James is a funny kid. He’s athletic, coordinated, and I think he will even be a decent tap dancer. He always asks Caitlin or me to help him put a puzzle together, but puzzles are definitely not his thing. I am sure there are many styles of puzzle assembling. Some people may just dive right in and randomly try putting pieces together, but most people – I am sure – organize the pieces first, looking for edge pieces, then colors, then finally beginning putting the edge pieces together.
My frustration comes when James doesn’t understand what I trying to show him.
- James, find the edge pieces. You know the ones that are straight on one side.
- Okay, mommy. [He then proceeds to pull out pieces randomly and tries to place them together.]

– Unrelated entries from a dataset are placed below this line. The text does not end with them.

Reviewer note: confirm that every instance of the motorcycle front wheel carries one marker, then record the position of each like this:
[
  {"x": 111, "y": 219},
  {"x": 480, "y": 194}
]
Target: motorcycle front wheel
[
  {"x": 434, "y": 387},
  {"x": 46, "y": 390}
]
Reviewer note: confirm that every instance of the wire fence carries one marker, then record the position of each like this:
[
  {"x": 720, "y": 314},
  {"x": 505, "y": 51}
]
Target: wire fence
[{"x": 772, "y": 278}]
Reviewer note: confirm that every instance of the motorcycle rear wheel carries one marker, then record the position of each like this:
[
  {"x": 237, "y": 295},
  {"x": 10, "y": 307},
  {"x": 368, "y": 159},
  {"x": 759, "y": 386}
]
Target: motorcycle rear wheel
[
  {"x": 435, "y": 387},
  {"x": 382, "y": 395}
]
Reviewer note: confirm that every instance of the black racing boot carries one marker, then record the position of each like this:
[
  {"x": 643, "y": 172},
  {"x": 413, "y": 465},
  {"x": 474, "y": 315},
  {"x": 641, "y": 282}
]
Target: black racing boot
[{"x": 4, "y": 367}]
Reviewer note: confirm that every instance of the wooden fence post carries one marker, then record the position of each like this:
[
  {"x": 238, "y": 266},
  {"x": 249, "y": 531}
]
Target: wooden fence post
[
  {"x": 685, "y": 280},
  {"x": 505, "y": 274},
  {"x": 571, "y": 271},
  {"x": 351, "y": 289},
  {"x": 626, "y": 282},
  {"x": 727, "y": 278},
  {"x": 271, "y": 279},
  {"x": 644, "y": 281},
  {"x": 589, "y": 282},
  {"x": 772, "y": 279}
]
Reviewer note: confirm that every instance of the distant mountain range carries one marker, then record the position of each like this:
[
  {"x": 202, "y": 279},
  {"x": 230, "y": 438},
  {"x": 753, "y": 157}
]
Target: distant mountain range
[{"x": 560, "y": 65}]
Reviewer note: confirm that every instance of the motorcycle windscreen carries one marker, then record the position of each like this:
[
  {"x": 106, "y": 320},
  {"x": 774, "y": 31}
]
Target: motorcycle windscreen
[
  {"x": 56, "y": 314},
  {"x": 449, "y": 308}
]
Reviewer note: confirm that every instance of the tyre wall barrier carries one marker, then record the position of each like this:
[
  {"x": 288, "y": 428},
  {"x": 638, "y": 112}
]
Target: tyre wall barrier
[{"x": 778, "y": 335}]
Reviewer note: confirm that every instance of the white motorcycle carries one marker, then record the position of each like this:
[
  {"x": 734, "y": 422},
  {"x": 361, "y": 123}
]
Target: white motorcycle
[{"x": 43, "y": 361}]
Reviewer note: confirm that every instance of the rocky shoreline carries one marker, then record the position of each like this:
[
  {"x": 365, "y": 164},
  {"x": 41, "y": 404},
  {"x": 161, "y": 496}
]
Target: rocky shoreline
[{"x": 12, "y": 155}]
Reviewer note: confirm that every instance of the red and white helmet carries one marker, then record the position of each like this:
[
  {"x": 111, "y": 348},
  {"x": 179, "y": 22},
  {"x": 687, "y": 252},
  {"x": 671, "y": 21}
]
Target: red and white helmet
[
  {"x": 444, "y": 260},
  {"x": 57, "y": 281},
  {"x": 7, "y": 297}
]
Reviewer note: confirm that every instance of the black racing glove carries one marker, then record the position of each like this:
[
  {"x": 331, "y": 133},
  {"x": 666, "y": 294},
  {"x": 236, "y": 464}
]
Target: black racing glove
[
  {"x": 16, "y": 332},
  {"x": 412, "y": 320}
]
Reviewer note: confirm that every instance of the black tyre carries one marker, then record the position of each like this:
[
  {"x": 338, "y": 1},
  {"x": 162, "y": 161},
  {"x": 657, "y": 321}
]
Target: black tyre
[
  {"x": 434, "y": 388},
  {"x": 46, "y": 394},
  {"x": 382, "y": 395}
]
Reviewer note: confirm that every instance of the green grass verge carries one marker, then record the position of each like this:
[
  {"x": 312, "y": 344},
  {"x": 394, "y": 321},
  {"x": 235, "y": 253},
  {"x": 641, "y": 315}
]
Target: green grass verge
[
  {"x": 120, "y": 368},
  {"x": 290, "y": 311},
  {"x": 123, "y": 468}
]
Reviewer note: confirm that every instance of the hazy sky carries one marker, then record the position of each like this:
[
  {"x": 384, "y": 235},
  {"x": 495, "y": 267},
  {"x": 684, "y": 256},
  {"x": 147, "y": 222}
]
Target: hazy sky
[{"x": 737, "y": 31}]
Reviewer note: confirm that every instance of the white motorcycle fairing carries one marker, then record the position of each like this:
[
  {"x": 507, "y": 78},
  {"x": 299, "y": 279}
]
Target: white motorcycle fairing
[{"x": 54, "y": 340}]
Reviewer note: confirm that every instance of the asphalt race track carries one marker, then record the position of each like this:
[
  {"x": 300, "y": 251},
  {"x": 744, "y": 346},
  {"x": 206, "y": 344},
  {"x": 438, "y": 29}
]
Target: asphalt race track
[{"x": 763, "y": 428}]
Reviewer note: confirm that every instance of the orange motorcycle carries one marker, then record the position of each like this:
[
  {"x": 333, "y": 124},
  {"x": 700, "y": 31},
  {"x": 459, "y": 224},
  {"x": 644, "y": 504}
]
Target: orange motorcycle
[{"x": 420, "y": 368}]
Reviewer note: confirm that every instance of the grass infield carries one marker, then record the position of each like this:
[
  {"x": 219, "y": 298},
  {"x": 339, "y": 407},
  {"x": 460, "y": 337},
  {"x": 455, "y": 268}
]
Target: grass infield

- James, look. This is an edge piece. Is this an edge piece?
- Yes, ma’am. [It isn’t.]
- No, James. THIS is an edge piece. Look here. Find me pieces like this. [This process takes a good 10 minutes or more.]
It is certainly a frustrating situation. I spend all day at school helping other children become better thinkers. Who is there to make sure my son is a logical problem solver?
I know, not every child’s strength is logical or mathematical. Some are good with their words. Some are more athletic. How do they become that way? Is there something I can do to give him an edge? Am I too uptight about this? Is he moving along at a good pace?
I don’t think I will ever truly know the answers to these questions.